Chicago stalwarts Eleventh Dream Day have carved out that most perfect niche in the world of indie rock. Having survived a pre-Alternative Nation stint on a major label and with members comfortably working in other musical or vocational arenas, they can calmly reconnect every few years and discharge a torrent of Crazy Horse-like guitar wrangling and pained lyrical bloodlettings with little concern for their commercial prospects.

Now seems a great time for the band to return with their influences (Neil Young, Television) far past their creative primes, their peers in creative hibernation, and the current spate of guitar rock proving far less daring and dangerous. The world needed a rough-hewn reminder of how achingly powerful two guitars pawing and scratching at each other while a rhythm section spars alongside them. Works For Tomorrow does just that.

The linchpin to this new operation is the inclusion of a second guitarist into the fold for the first time in many years. And what a player they chose. British ex-pat James Elkington is one of the most versatile guitarists around, exploring folk playing on his own and, most impressively, in a duo with Nathan Salsburg, as well as backing up folks like Jeff Tweedy and Steve Gunn in the studio and on stage.

He’s the perfect foil for a player as fiery as Eleventh Dream Day singer/guitarist Rick Rizzo. On the album closer “End With Me,” the two wend together and then split apart as they trade solos throughout the song’s nearly five-minute running time. They balance each other on songs like “The People’s History” and opening track “Vanishing Point;” Elkington offers up clear, calm tones where Rizzo lays on a fuzzy layers of rage.

The hottest fire that burns on Tomorrow though is stoked by drummer/vocalist Janet Beveridge-Bean. Her turns on “Vanishing Point” and the convulsing “Snowblind” growl and snap in a way that will come as a small shock to anyone who has heard her otherwise lovely tones on albums by her projects The Horse’s Ha and Freakwater. It’s commanding work that manages to wrest the attention away from the guitar antics of her bandmates. And that’s not an easy task.
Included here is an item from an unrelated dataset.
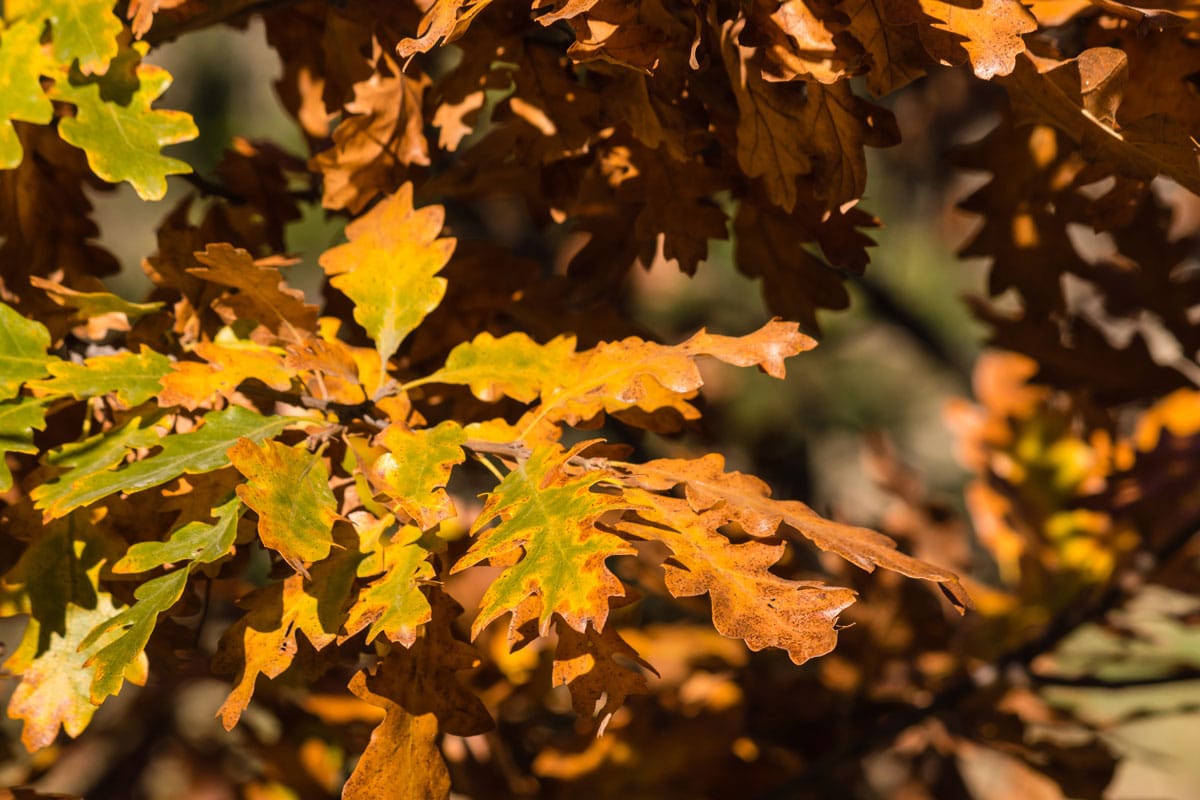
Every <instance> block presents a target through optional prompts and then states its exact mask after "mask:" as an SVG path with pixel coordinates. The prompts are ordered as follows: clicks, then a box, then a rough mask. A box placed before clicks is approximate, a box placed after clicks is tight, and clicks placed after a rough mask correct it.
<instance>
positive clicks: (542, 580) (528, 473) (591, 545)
mask: <svg viewBox="0 0 1200 800" xmlns="http://www.w3.org/2000/svg"><path fill="white" fill-rule="evenodd" d="M578 450H580V447H575V449H572V450H570V451H564V450H563V449H562V447H559V446H557V445H548V446H544V447H539V449H538V450H534V452H533V453H532V455H530V456H529V458H528V459H527V461H524V462H522V463H520V464H517V467H516V468H515V469H514V470H512V471H511V473H509V474H508V475H506V476H505V477H504V480H503V481H500V483H499V485H498V486H497V487H496V489H494V491H493V492H491V493H490V494H488V495H487V503H486V504H485V506H484V510H482V512H480V515H479V517H478V519H476V521H475V524H474V525H473V527H472V535H474V536H475V542H474V545H472V547H470V549H469V551H467V553H466V554H464V555H463V557H462V559H460V560H458V563H457V564H456V565H455V566H454V570H451V572H461V571H462V570H464V569H467V567H469V566H473V565H475V564H479V563H480V561H484V560H487V559H491V560H494V561H497V563H498V564H503V565H506V567H505V570H504V571H503V572H502V573H500V575H499V576H497V578H496V579H494V581H493V582H492V585H490V587H488V588H487V591H486V593H485V594H484V597H482V600H481V601H480V607H479V615H478V616H476V618H475V621H474V624H473V625H472V636H478V634H479V632H480V631H482V630H484V627H486V626H487V624H488V622H491V621H492V620H494V619H496V618H498V616H500V615H502V614H504V613H506V612H511V610H515V609H516V608H517V607H518V606H520V604H521V603H522V602H526V600H527V599H529V602H532V603H535V604H536V609H535V612H534V615H535V616H536V619H538V630H539V632H540V634H541V636H545V634H546V633H547V632H548V630H550V622H551V616H552V615H553V614H556V613H557V614H559V615H560V616H562V618H563V619H564V620H565V621H566V624H568V625H570V626H571V627H574V628H575V630H576V631H580V632H581V633H582V632H583V631H584V630H586V627H587V625H588V622H592V625H593V626H594V627H595V628H596V630H602V628H604V624H605V621H606V620H607V619H608V597H612V596H622V595H624V594H625V590H624V588H623V587H622V584H620V582H619V581H618V579H617V577H616V576H614V575H613V573H612V572H610V571H608V567H606V566H605V560H606V559H608V558H611V557H613V555H631V554H632V553H634V552H635V551H634V548H632V547H630V546H629V545H628V543H626V542H625V541H623V540H622V539H619V537H617V536H614V535H612V534H608V533H605V531H604V530H600V529H599V528H596V523H598V522H599V521H600V518H601V517H602V516H605V515H606V513H608V512H611V511H616V510H619V509H630V507H632V506H630V505H629V504H626V503H625V501H624V500H622V499H620V498H618V497H614V495H612V494H602V493H599V492H596V491H594V489H595V488H596V486H598V485H599V483H600V482H601V481H602V480H604V476H602V475H600V474H596V473H584V474H583V475H581V476H578V477H571V476H570V475H569V474H568V473H566V470H565V469H564V465H565V464H566V462H568V461H570V458H572V457H574V456H575V455H576V452H578ZM511 638H512V632H511V631H510V639H511Z"/></svg>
Bands like this often feel like each player is pulling in a different direction, with the poor listener stuck in the middle having his or her attention uncomfortably yanked and stretched. Eleventh Dream Day is the rare group that manages to keep those individual elements and ideas alive while still working for the good of the group. Heard on their own, you might not be able to make sense of how the individual parts played by Rizzo, Elkington, Bean, and bassist Doug McCombs would connect. Yet they do. Every time. And the sparks and conflagrations they create are glorious.